15 Haziran 2011 Çarşamba

balkon konuşması



Sanki apartman yöneticimizi seçtik. Aklımın yettiği en apolitik seçimlerden sonra bir de. Herkesin politikadan anladığını sanıp lakırdı yaptığı ülkemin apolitik değerli tercihi belli oldu. Zaten tercih edecek bir şey de yoktu.

İstatistiğe bandırılmış uçuşup duran yuvarlaklar, dörtgenler, bitrtakım renki geometrik şekillere hapsedilmiş tercihler silsileleri. Kıravatlı adamlar ve tuhaf kadınların, sadece bindikleri taksiciden aldıkları bilgiyle türkiye sosyolojisini çözmüş edalarla yaptıkları kofti yorumlar.

Haşmetlimiz de seçim sonuçları belli olur olmaz balkondan tebaya konuştu. Tam o sırada ben de balkondaydım. Bi tek rakı içtim, bol kiraz yedim. Serin yaz akşamı keyfi yaşadım. Ama asıl önemlisi o balkondaki son akşamım olmasıydı. Annemler yeni bir eve taşınıyorlar. Hem de şu balkonsuz evlerden birine.

Balkonda içimden konuşmaya başladım.
Balkonu bol günler geldi aklıma. Şimdi ki gibi '4 yılda bir balkonu gördüklerimizden' adam sayıldıklarımızdan değil. 'Kayıp cennet'i yad etmek gibi ama öyle işte ne yapayim.
Çocukken top oynamaya çağırdıklarında çıktığım balkon. Sabah ailecek kahvaltı yapılan balkon. Anamın hava kararmaya yakın bağıra bağıra türlü tehditlerle eve çağırışı, karşı balkondaki güzel kız, havalı ablalar, balkondan balkona sohbetler, tırmanılan balkonlar sonra. Promptersız balkonlar.
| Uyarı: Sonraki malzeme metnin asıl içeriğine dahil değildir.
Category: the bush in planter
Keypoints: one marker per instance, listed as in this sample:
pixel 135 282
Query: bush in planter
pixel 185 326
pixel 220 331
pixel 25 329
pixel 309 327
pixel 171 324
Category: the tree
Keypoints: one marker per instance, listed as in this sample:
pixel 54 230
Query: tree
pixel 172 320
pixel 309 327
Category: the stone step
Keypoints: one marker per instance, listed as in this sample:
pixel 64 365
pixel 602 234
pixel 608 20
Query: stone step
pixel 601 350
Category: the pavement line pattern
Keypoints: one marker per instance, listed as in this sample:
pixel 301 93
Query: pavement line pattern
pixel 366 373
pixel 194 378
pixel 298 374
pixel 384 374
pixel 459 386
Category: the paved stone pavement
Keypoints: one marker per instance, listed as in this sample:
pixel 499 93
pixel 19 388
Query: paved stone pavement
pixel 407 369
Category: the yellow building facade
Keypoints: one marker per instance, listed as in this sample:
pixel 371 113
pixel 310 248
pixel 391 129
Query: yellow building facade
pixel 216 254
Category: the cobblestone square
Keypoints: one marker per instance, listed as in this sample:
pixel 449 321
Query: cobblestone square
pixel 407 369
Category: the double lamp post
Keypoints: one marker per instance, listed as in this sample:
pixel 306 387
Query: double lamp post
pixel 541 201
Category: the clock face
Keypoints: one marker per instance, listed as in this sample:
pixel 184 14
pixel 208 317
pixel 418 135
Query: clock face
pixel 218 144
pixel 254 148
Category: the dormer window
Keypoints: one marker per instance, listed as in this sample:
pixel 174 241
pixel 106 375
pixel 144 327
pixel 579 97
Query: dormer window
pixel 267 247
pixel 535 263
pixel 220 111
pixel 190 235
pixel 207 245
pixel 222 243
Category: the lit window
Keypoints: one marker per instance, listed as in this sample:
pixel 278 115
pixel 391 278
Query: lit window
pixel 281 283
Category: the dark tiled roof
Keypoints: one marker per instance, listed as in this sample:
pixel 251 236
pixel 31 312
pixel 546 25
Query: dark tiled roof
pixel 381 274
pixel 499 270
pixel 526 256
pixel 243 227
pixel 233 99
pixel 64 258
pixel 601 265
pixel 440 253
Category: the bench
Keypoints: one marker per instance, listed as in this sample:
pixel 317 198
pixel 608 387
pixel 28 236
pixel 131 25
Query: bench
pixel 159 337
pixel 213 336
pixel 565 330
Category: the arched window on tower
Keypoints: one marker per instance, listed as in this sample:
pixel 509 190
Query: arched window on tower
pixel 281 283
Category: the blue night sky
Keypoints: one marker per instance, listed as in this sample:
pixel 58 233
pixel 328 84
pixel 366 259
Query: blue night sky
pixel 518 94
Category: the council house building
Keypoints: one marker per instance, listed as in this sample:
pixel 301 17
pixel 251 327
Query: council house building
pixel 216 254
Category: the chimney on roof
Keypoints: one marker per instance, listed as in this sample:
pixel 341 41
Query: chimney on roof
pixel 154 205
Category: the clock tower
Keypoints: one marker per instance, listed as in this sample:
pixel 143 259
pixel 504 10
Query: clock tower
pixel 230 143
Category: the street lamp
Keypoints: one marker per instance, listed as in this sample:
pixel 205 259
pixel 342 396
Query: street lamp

İlk gizli sigaralarımı içtiğim, köşkbahçesine bakan balkon, arkadaşlarla içtiğim, okuduğum kitapların hep en zevkli yerlerinin başmekanı, ilk yemek denemelerimi test ettiğim, bol karpuzlu, çekirdekli, gece sessizliğinden sessiz, bazen kahkahalarla geceyi bölen, kar tutunca ayrı güzel, bazı sıcak gecelerde döşek serip uyuduğum...

Arsız balkonlar. Fena arsız olurlar ha. Haddini bilmezler. Hele biraz eni boyu varsa eve 'balkon' muamelesi yaparlar. Ben bir ara balkon beslemiştim evde.

Ha bir de gözler ruhun balkonlarıymış ya hani, işte aynen öyle. 'Kör oldum' dedim balkonda. Herkes kendi balkonundan bakıyor dünyaya. Bir adam çıktı bu akşam hepmizi aynı balkona tıktı. Keşke konuştuğu balkonun üzerinde bir başka balkon olsaydı. Çıkarıp üzerine işemek en bi devrimci eylem olurdu.

Balkonsuz bir ülke gibiyiz. Ama gördüğünü sanan körden bahsediyom. Kastım engeline rağmen tüm renkleri daha iyi görebilenler değil.

Hayat ve siyaset pr gerçekliği artık. Yüzükler rozetler altın dişler bond çantalar bir kere daha bizi balkondan aşağı attı. Umrumda mı? Değil. Gerçekten değil. Yani böylesi umrumda değil. Siyaset çünkü bu değil. Güzel balkonlu evlerle dolu bir hayat var demek hepiciğinden daha siyasi bence.

Kiraz bitti. Karnımı ağrıtacak kadar çok yedim. Ama balkonda dokunmuyor insana. Son bir sigara tellendirdim. Zorla kapanan sevimli kapısını son bir ittirdim.

Bu akşam ay tutulacakmış. Balkonlu bir eve atıcam kendimi.

Bu yerli ve bu ecnebi  parça yaşayan balkonlara gitsin.